We get our first sense of identity from our father, and if he's a dirtbag, or completely absent, well... it's no wonder we run around practicing harebrained epistemological alchemy.

Tony said...

helping individuals learn to construct their own realities

No, that's what Facebook is for.

Education is for:

1. literacy
2. logic
3. math
4. science
5. history
6. art
7. tech

Losing shop class was a big mistake. Just think what the kids could be doing these days with 3D printers and other CAD fabrication machines.

American education needs a complete do-over.

Tony said...

Paul

You're right. We won't solve anything in education without solving the breakdown of the family first.

I suspect that people don't want to hear that because it's personal for 52% of them. It's too painful. It's easier for them psychologically to look for other causes/cures.

Reading Richard Weaver at the moment on Bob's recommendation. Picked up Joel Garreau's The Nine Nations of America, too.

USS Ben USN (Ret) said...

By "own realities" Leftists really mean "leftist approved realities" or, to be more accurate, leftist approved delusions.

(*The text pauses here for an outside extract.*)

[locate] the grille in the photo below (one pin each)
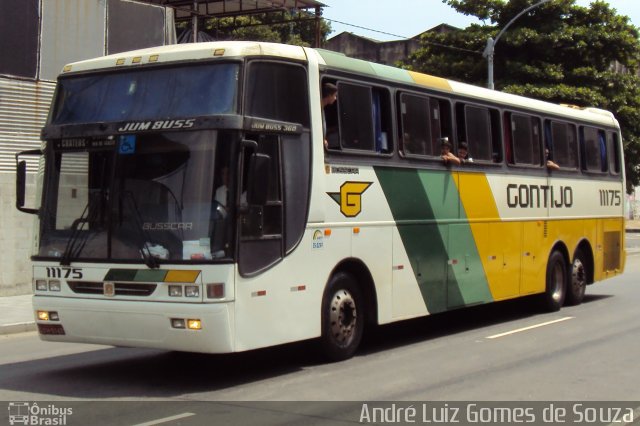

Of course, lefties don't consider their delusions to be delusions because they are metaphysical retards.

Hell, I would be happy if the progtards could just do basic math properly.

USS Ben USN (Ret) said...

Julie, Julie, Julie. Did you say "white noise?"
Racist! :^)

USS Ben USN (Ret) said...

Magister: And teaching kids how to think for themselves.
Which is virtually impossible without a father or a good father figure (or mother, for that matter).

Van Harvey said...

"So, if we are going to have a "common core," I propose that it shouldn't exclude reality. Rather, I suspect that this thing called "reality" is what human beings have most in common."

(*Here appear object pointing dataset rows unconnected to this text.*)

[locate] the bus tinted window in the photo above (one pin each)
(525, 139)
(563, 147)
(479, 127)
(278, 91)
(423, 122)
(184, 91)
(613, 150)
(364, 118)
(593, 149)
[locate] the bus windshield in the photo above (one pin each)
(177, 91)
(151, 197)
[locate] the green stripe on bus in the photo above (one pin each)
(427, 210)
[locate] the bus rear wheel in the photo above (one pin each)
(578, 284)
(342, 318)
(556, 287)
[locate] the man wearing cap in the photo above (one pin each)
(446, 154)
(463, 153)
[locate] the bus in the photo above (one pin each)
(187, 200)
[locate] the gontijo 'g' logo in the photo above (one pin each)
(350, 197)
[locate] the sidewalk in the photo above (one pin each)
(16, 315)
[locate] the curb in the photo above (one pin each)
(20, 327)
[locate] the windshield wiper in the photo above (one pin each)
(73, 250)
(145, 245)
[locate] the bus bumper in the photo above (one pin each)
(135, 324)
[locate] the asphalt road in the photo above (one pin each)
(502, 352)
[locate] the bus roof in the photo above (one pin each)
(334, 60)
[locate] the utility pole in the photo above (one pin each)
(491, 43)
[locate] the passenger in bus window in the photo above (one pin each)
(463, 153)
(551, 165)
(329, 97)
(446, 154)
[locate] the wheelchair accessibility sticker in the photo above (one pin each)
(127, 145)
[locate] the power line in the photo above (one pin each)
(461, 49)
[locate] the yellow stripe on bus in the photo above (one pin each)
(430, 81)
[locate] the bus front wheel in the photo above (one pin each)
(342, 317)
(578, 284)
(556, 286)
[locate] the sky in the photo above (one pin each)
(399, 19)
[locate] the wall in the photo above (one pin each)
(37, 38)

And adequating us to, at least the initial, depths of that commonality, is what the core of Education should be about.

USS Ben USN (Ret) said...

Mushroom, I hear ya. Essentially, no one really owns their home(s) anymore.

Van Harvey said...

Hi ya Ben!

mushroom said...

Hey, Ben, good to see you out and about.

julie said...

Ben, lol.

If lefties could do (and understand) basic math, they probably wouldn't be lefties. Come to think of it, maybe that's why the way they teach it these days is so ridiculously complicated. I think it was at Ace's place a few weeks back, somebody put up a sample of their kid's elementary-level math homework. Nothing so simple as teaching them to just remember basic addition and times tables, they are now expected to understand the kind of workarounds people naturally come up with only after years of experience. It made my head hurt to look at it, and I managed to make it up to calculus when I was in high school.

USS Ben USN (Ret) said...

Hi guys! I have recovered from rioting over the Seahawks Superb Owl win!
Ok, I didn't actually riot but I did have a wee bit too much grog. Jest a wee bit tho.

julie said...

Veering completely off topic, re. fitness and exercise, has anyone here read anything by Mark Rippetoe, and if so what did you think?

USS Ben USN (Ret) said...

Rippetoe is a cool sounding name. Sounds painful however.

USS Ben USN (Ret) said...

Common Corpse is an excellent description of the newest lefty indoctrination tactic.
I suppose the old indoctrination tactics they used wasn't working well enough so it was inevitable they would cook up something worse.

julie said...

Speaking of Common Corpse math, Taranto has this today under "Questions Nobody is Asking":

"Common Core Math Question for Sixth Graders: Was the 2000 Election 'Fair'?"--headline, EAGNews.org, Feb. 4

julie said...

Stupid koan of the day: If the universe ceased to exist because somebody looked at it funny, would anyone know it?